Appears as solid, firm, round, skin-colored or reddish plaque that develops into a nodule with a central keratin plug
Rapidly growing, volcano-like nodule with central keratin plug. Although these lesions may regress on their own, many are treated as well-differentiated SCCs
Early tx is indicated if lesion is near an important structure like the eye
Bullous pemphigoid
Autoimmune blistering disease that causes itchy, tense bullae in flexural surfaces, groin and axilla. Mucosal lesions occur in only some. Bx shows subepidermal cleavage with linear IgG deposits at Basement membrane on IF
Usually in patients over 60.
Variable prodrome of eczematous or urticarial lesions and subsequently develop tense bullae and plaques affecting flexural surfaces, groin and axilla
First line tx - high potency topical steroids (clobetasol), which is effective even if severe. Systemic steroids are NOT more effective and have more complications. Can be used if topical isn’t practical
Acrochordon
Skin tag. Usually flesh colored or pedunculated papules in regions of the body subjected to friction such as neck, axilla, and inner thighs
BCC
Most common presentation of BCC is slow-growing papule or nodules with a pearly, rolled border and overlying telangiectasia (dilated blood vessels). Ulceration is commonly seen as is bleeding following minor trauma
Possible features include:
1) Persistent open sore that bleeds, oozes or crusts
2) Reddish patch or irritated area (superficial BCC)
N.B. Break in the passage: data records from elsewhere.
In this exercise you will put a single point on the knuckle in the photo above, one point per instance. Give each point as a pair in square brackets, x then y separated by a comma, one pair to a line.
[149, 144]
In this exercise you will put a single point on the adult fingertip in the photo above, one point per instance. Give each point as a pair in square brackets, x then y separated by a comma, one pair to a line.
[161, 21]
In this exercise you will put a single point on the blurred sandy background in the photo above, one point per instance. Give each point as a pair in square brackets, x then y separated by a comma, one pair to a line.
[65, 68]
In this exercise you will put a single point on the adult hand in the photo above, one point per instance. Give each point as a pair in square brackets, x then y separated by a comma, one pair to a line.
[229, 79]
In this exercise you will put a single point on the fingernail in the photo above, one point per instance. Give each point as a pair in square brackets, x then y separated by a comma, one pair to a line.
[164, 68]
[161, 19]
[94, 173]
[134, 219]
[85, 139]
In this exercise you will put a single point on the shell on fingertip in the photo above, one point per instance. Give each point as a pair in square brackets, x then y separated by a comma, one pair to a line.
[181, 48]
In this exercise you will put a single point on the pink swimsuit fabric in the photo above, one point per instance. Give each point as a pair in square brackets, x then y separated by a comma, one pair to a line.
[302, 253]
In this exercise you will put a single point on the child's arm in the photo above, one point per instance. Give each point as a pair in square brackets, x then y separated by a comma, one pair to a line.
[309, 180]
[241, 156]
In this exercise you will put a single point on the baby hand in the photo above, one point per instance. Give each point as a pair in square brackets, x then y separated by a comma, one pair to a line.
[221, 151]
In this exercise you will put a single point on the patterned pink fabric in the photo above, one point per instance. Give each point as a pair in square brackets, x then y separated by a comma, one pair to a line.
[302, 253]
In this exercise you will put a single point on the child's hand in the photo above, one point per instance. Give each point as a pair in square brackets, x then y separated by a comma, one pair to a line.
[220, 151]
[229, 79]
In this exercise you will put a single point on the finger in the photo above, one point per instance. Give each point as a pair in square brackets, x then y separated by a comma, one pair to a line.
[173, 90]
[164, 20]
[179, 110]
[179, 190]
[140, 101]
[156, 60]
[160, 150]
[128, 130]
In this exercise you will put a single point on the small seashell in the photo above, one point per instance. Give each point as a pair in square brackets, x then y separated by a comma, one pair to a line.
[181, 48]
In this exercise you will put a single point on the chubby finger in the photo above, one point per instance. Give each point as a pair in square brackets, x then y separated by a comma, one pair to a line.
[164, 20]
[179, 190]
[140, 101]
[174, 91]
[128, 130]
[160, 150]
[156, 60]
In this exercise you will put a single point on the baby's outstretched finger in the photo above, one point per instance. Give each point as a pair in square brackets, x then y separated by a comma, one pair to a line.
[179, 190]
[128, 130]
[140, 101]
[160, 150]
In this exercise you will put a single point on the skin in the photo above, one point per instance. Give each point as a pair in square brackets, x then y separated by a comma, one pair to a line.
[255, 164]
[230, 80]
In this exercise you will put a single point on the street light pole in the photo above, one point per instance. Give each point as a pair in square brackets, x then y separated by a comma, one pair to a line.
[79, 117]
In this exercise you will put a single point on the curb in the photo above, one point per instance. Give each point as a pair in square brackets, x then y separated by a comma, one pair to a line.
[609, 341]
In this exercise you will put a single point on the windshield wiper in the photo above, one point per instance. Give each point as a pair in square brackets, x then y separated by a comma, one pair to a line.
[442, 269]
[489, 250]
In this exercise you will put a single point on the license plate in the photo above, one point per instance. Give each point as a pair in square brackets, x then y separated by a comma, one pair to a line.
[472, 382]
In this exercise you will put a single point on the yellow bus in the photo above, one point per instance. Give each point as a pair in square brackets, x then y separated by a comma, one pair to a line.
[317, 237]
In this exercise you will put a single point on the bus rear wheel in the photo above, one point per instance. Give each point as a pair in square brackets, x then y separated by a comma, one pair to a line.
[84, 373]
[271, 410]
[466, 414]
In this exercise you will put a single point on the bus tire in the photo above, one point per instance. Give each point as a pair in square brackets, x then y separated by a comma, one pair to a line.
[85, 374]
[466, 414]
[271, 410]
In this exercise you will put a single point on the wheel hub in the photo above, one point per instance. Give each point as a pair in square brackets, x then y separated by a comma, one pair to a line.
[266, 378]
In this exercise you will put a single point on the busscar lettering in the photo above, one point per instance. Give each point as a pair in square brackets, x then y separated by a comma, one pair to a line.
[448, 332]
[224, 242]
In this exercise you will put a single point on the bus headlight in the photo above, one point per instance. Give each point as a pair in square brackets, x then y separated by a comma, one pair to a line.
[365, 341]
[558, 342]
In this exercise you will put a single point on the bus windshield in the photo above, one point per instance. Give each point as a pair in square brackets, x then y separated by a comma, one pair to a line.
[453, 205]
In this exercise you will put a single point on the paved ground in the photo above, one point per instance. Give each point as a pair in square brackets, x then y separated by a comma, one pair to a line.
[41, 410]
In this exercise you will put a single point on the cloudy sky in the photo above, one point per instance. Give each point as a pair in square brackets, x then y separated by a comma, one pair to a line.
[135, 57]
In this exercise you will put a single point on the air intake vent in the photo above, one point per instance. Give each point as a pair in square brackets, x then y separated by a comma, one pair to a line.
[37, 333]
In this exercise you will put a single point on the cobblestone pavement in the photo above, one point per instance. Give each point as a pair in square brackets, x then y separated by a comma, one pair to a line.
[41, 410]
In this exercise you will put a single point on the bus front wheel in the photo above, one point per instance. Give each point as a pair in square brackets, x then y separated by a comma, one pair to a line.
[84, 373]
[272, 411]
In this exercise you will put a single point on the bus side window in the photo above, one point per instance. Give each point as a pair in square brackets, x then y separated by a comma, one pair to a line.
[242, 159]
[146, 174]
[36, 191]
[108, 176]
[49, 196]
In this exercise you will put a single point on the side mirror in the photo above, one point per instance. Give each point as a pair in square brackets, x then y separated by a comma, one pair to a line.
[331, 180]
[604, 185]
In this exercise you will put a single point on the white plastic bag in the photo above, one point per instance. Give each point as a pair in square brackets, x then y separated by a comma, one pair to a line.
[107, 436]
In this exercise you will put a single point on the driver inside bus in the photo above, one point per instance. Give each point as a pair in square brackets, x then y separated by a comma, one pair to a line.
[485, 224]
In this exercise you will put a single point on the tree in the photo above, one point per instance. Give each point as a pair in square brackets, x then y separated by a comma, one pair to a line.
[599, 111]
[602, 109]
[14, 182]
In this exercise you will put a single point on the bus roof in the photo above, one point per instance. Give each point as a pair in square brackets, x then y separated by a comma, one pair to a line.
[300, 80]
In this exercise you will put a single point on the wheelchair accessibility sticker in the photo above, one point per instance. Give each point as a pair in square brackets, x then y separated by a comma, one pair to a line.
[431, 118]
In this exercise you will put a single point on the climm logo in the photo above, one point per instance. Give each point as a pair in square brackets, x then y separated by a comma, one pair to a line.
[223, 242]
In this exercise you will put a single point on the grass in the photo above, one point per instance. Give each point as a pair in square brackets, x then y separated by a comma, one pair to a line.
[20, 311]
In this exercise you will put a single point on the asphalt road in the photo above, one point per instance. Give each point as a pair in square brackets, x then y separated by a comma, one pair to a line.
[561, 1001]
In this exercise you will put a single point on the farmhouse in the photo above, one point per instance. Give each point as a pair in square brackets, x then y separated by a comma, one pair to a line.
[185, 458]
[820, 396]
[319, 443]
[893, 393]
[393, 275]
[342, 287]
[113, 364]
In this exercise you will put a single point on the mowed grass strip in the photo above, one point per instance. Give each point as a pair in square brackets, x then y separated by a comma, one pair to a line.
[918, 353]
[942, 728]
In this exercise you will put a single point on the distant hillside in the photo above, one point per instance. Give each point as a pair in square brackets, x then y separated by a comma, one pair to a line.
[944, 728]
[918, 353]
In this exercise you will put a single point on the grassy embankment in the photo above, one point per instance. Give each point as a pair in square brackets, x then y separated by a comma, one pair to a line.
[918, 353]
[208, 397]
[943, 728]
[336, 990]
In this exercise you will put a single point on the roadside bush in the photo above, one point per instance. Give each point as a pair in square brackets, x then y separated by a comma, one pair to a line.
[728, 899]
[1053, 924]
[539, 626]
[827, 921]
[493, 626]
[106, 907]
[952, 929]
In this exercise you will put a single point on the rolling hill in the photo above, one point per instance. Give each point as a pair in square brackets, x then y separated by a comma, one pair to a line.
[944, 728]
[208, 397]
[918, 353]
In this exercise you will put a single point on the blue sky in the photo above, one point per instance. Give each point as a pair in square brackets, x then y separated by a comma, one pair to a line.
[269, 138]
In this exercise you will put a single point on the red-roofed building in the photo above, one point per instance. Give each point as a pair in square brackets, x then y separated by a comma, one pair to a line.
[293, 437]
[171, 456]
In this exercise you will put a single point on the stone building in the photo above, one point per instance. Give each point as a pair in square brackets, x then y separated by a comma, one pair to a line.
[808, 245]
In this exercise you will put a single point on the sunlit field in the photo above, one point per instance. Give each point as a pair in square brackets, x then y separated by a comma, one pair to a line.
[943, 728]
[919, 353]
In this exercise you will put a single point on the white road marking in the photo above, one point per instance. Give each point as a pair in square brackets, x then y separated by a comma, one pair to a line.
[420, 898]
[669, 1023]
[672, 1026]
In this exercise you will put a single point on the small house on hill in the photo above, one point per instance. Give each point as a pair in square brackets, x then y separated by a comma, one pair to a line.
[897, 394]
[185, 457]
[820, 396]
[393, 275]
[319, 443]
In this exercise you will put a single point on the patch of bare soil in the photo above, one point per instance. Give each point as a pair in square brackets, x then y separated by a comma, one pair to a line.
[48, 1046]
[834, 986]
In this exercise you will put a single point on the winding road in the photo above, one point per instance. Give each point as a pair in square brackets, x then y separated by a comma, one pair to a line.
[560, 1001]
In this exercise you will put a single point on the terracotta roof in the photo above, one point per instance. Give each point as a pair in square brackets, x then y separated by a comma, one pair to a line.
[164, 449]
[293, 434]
3) Pearly or translucent nodule that is pink, red, or white in color (Nodular BCC)
4) Elevated or rolled border with central ulceration
5) Pale scar-like area with poorly defined borders
BCC only rarely spreads to other parts of the body, but it should be treated (removed) to prevent invasion of nearby tissues/structures like nerves*, bones, and brain
Low risk lesions on trunk or extremities can be easily managed with electrodessication and curettage.
Nodular BCC on the trunk or extremities may be easily managed with standard surgical excision, typically with 3-5mm margins
BUT, for the face and other delicate or cosmetically sensitive areas, Mohs is used more.
Low risk superficial BCC can be treated with topical 5-FU or imiquimod (less effective in nodular)
Hypersensitivity rashes caused by circulating autoantibodies
Can be of either type 2 (antibody-dependent cellular cytotoxicity) or type 3 (immune complex deposition)
Type 2 rashes are more likely to manifest as blisters or bullae (pemphigus vulgaris, bullous pemphigoid) than papules
Type 3 rashes tend to be more erythematous and maculopapular
Rosacea
Chronic inflammatory disorder with flushing, erythema, telangiectasias, papules/pustules, and tissue hyperplasia. Usually in fair skinned people over 30.
Most often involves central face and scalp
1) Erythemato-telangiectatic: Persistent facial redness/flushing, telangiectasias
2) Papulopustular: Papules and pustules on central face
3) Ocular: Conjunctival hyperemia and lid margin telangiectasias
Treatment
1) Avoid triggers (alcohol, spicy foods)
2) Sun protection
3) Gentle cleansers and emolients
4) Topical metronidazole for papulopustular type
5) Laser or topical brimonidine (vasoconstrictive alpha-2 agonist) for erythematotelaniectatic type.